Recent developments for Kimberly-Clark Corporation have been dominated by strategic and organizational changes following its merger with Kenvue. On April 15, Kimberly-Clark announced its post-closing organizational structure, which will include four business segments: North America, EMEA, Asia Pacific Focus Markets, and Enterprise Markets, collectively generating significant annual sales. This restructuring aims to enhance market focus and operational efficiency.
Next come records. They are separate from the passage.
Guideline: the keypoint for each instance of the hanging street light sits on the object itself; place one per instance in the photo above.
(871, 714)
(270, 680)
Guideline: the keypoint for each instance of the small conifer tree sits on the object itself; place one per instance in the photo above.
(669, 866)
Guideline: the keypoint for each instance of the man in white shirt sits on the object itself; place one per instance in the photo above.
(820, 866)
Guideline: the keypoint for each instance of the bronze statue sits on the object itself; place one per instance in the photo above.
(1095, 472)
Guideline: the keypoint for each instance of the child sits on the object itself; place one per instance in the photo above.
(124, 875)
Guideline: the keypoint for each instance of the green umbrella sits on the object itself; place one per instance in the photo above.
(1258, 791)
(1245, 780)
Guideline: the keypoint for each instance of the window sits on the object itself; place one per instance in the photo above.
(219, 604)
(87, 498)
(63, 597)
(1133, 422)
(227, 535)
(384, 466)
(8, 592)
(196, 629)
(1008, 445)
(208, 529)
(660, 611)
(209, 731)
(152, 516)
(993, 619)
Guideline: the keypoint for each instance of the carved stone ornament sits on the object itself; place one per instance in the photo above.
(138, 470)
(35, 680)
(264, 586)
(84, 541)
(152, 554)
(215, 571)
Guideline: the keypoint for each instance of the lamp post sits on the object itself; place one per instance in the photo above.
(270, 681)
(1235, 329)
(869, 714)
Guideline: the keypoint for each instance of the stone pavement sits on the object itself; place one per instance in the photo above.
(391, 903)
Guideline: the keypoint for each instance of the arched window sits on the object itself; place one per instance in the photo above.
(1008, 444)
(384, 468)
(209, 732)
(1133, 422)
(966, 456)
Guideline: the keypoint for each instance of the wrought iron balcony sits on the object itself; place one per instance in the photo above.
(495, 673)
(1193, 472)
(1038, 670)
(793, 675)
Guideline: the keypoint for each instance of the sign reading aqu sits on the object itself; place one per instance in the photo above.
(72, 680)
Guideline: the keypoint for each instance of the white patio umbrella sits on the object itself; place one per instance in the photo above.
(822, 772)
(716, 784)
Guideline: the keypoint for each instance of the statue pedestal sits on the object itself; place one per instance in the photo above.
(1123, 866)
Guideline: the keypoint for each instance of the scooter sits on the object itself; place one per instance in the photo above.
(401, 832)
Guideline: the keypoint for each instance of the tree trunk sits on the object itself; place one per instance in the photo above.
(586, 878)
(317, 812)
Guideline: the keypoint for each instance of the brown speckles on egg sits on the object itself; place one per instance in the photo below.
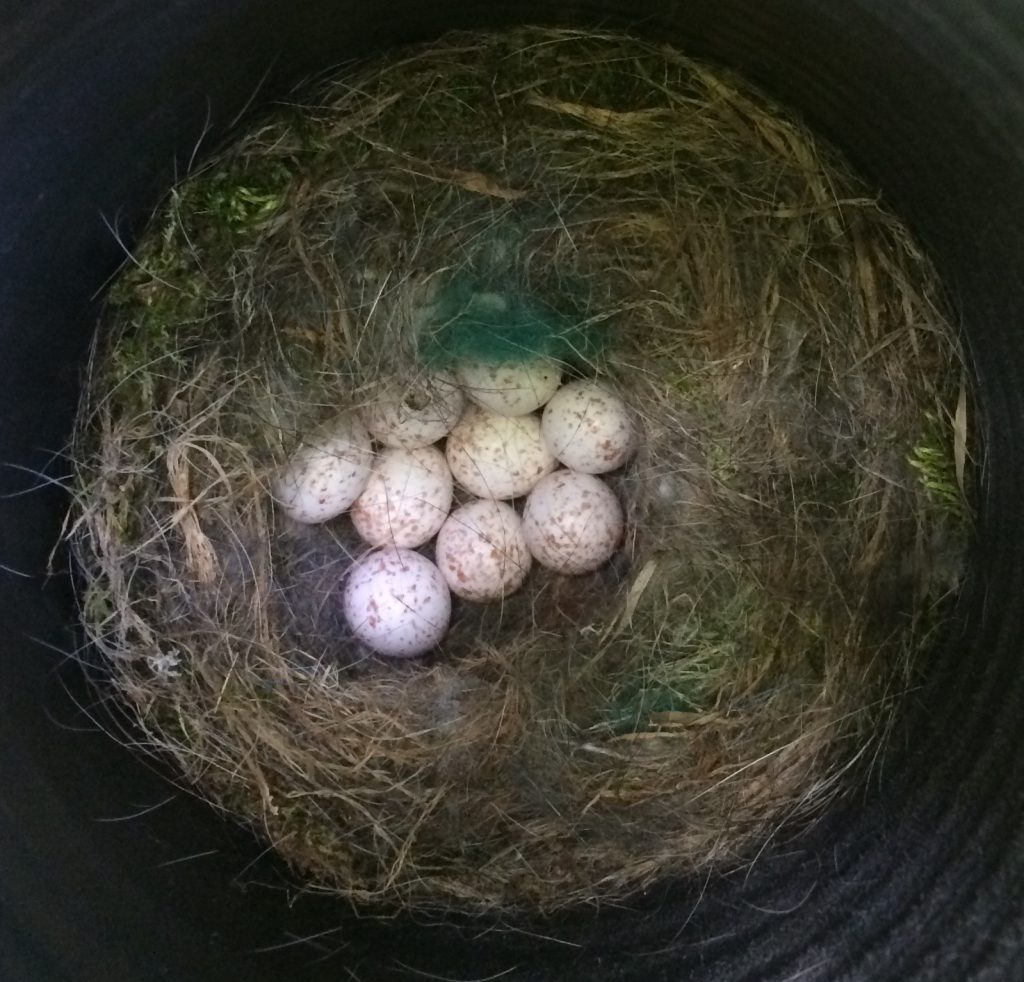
(328, 471)
(511, 388)
(589, 428)
(498, 457)
(481, 551)
(406, 500)
(397, 602)
(572, 522)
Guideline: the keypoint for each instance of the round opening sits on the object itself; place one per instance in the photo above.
(110, 870)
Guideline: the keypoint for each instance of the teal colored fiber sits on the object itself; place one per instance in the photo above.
(475, 323)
Additionally, the company retained Urdaneta as CFO of the combined entity after the $40-billion Kenvue deal. Analyst sentiment has been positive, with Seeking Alpha suggesting Kimberly-Clark as a buy due to its 5% yield ahead of the merger. Institutional interest is also evident, as BCS Private Wealth Management Inc. acquired 9,160 shares, valued at approximately $2.7 million, and The Manufacturers Life Insurance Company increased its holdings by 24,698 shares, now worth $46.9 million. These transactions reflect confidence in Kimberly-Clark's strategic direction and financial stability. Furthermore, a fire at a distribution center in Ontario, California, operated by NFI Industries, was reported on April 8, with no injuries and continuity plans in place. Kimberly-Clark's next quarterly update is scheduled for April 28, where further insights into these developments may be provided.